The tradeoff in practice
The choice between open-loop and closed-loop is ultimately about information. Open-loop answers: "What is this position worth before I know the random outcome?" Closed-loop answers: "What is this position worth given each possible random outcome?"
In backgammon, open-loop is natural. You choose a position, then roll. Your strategy before the roll should account for all possible rolls equally. Open-loop's expected value is exactly the right quantity.
In poker, closed-loop is more natural. After a card is revealed, your strategy should depend on which card it was. The expected value across all cards is the wrong basis for post-reveal decisions. You need per-card strategies, which closed-loop provides.
Many games fall between these extremes. A good heuristic: if the player observes the random outcome before their next decision, consider closed-loop. If the random outcome unfolds gradually or is partially hidden, open-loop is typically sufficient.
When to use which
Open-loop (default). Use for most games with randomness. Dice games, card games where you evaluate positions before drawing. Memory efficient, statistically sound, requires no special implementation beyond chance_outcomes().
- 2048: Open-loop (tile spawn has ~20 outcomes per step; closed-loop would create massive trees)
Closed-loop (closed_loop_chance = true). Use when per-outcome strategy matters and the outcome space is small. Poker (knowing which card was dealt changes the optimal play), games with a small number of discrete outcomes (coin flips, d6 rolls). Avoid when the outcome space is large or continuous.
Neither. If your game has no randomness, neither feature is relevant. chance_outcomes() returns None by default and the search proceeds as pure MCTS.
Hybrid approaches. Some games benefit from a middle ground. You can use open-loop for high-cardinality chance events (card draws from a 52-card deck) and closed-loop for low-cardinality ones (coin flips). The library does not support this directly -- closed_loop_chance() is a global flag -- but you can approximate it by collapsing high-cardinality events into a deterministic expected outcome in your make_move implementation and only using chance_outcomes() for the low-cardinality events.
Implementation notes
Chance outcomes are checked after every make_move() during playouts. If chance_outcomes() returns Some, an outcome is sampled and applied, then chance_outcomes() is checked again. This supports multiple consecutive chance events (e.g., draw a card, then roll a die) without special handling from the caller.

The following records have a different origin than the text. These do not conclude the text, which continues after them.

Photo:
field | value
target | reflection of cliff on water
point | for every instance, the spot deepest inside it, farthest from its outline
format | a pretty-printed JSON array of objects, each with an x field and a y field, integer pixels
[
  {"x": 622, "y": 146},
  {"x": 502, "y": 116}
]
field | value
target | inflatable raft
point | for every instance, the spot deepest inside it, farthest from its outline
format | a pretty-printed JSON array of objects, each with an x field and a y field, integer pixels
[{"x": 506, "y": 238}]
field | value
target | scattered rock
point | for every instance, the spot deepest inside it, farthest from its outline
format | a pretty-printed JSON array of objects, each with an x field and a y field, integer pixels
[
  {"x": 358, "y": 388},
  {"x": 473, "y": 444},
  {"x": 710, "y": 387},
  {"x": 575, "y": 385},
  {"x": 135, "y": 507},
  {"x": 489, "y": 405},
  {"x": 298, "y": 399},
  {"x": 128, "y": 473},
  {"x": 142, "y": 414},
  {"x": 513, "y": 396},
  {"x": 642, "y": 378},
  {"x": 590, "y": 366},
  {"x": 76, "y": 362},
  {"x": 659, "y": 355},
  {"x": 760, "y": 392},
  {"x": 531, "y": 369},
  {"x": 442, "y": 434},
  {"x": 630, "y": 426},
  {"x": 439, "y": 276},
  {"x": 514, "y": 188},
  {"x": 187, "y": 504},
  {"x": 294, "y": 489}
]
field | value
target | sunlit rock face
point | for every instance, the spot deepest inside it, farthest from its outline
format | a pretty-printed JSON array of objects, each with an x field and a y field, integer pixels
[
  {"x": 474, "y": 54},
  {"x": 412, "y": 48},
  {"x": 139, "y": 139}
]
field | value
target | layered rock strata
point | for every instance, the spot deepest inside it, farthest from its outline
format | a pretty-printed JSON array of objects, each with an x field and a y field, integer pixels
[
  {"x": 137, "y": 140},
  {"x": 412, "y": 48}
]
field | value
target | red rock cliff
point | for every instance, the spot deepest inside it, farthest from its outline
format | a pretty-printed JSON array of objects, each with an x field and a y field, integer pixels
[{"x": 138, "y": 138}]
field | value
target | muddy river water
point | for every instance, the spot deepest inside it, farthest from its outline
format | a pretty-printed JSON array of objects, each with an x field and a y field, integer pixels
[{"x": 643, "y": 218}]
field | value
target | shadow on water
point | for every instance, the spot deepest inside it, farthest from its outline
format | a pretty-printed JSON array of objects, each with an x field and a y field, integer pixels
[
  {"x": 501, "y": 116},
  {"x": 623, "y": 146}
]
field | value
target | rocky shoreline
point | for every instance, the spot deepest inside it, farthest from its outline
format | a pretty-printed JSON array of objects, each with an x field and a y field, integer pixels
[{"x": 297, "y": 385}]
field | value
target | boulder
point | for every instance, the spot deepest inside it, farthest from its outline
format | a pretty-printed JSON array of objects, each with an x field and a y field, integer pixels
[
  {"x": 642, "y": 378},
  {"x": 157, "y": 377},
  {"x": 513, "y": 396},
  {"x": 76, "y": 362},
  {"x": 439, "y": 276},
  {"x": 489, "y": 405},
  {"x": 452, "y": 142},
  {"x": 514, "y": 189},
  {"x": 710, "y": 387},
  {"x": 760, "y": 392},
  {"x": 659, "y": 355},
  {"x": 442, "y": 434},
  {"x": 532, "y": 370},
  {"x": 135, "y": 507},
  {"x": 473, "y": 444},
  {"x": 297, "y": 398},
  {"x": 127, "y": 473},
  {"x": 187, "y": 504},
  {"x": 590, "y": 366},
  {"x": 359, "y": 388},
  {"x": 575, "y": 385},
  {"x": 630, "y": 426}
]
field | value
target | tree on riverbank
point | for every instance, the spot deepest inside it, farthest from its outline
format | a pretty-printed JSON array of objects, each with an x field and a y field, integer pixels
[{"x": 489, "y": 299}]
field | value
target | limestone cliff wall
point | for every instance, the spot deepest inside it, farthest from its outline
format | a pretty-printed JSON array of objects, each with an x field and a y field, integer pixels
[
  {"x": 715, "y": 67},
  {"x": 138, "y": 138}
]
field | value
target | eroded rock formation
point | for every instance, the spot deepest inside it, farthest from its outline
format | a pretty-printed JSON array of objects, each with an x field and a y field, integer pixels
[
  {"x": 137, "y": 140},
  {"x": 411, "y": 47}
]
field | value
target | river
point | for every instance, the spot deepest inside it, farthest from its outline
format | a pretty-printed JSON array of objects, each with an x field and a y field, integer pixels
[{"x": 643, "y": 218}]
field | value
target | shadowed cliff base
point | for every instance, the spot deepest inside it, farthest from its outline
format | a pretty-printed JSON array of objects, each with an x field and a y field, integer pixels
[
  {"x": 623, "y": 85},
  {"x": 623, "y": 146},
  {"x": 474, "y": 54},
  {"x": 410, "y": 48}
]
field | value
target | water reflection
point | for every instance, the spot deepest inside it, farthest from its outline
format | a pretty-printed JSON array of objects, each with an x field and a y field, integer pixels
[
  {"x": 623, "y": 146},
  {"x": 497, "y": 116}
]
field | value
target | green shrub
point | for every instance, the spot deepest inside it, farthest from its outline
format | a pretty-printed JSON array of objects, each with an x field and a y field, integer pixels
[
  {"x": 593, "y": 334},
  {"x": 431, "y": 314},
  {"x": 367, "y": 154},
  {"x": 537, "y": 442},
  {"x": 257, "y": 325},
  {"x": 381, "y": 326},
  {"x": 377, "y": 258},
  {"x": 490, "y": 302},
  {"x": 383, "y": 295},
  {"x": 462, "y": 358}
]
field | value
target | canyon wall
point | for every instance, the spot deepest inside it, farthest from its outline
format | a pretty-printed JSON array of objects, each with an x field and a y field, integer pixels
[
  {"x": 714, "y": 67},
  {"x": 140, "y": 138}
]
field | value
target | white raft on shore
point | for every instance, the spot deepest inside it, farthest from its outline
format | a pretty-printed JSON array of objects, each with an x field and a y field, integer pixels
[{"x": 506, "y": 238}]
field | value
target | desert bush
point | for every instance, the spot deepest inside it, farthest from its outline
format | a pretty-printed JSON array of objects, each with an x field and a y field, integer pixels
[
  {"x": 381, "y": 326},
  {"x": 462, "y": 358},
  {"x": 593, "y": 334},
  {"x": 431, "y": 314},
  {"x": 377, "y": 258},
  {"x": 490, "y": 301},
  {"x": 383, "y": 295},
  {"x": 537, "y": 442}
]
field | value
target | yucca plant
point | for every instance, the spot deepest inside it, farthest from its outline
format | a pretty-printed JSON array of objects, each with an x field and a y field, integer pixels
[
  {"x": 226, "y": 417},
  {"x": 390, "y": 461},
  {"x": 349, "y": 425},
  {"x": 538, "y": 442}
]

In open-loop mode, chance events are also resolved at the root state before the first selection step. This ensures the playout starts from a concrete state, not one with pending randomness. In closed-loop mode, the root's pending chance events are handled as tree nodes during selection.
The chance_outcomes() method must return probabilities that are positive and sum to 1.0. The library samples outcomes via cumulative probability with floating-point tolerance on the last element -- if floating-point rounding causes the cumulative sum to not quite reach 1.0, the last outcome is selected as a fallback. Negative or zero probabilities produce undefined behavior during sampling.
Multiple consecutive chance events are supported. After each make_move(), the library calls chance_outcomes() again. If it returns Some, another outcome is sampled and applied. This loop continues until chance_outcomes() returns None, indicating the next decision is a player choice. This handles scenarios like "draw a card, then flip a coin" without requiring the game to combine both events into a single outcome distribution.
In closed-loop mode, each link in the chain of consecutive chance events creates its own chance node in the tree. A "draw then flip" sequence produces a chance node for the draw, with children for each card, and each card's child is another chance node for the flip. The tree accurately represents the full stochastic structure, at the cost of additional branching at each level.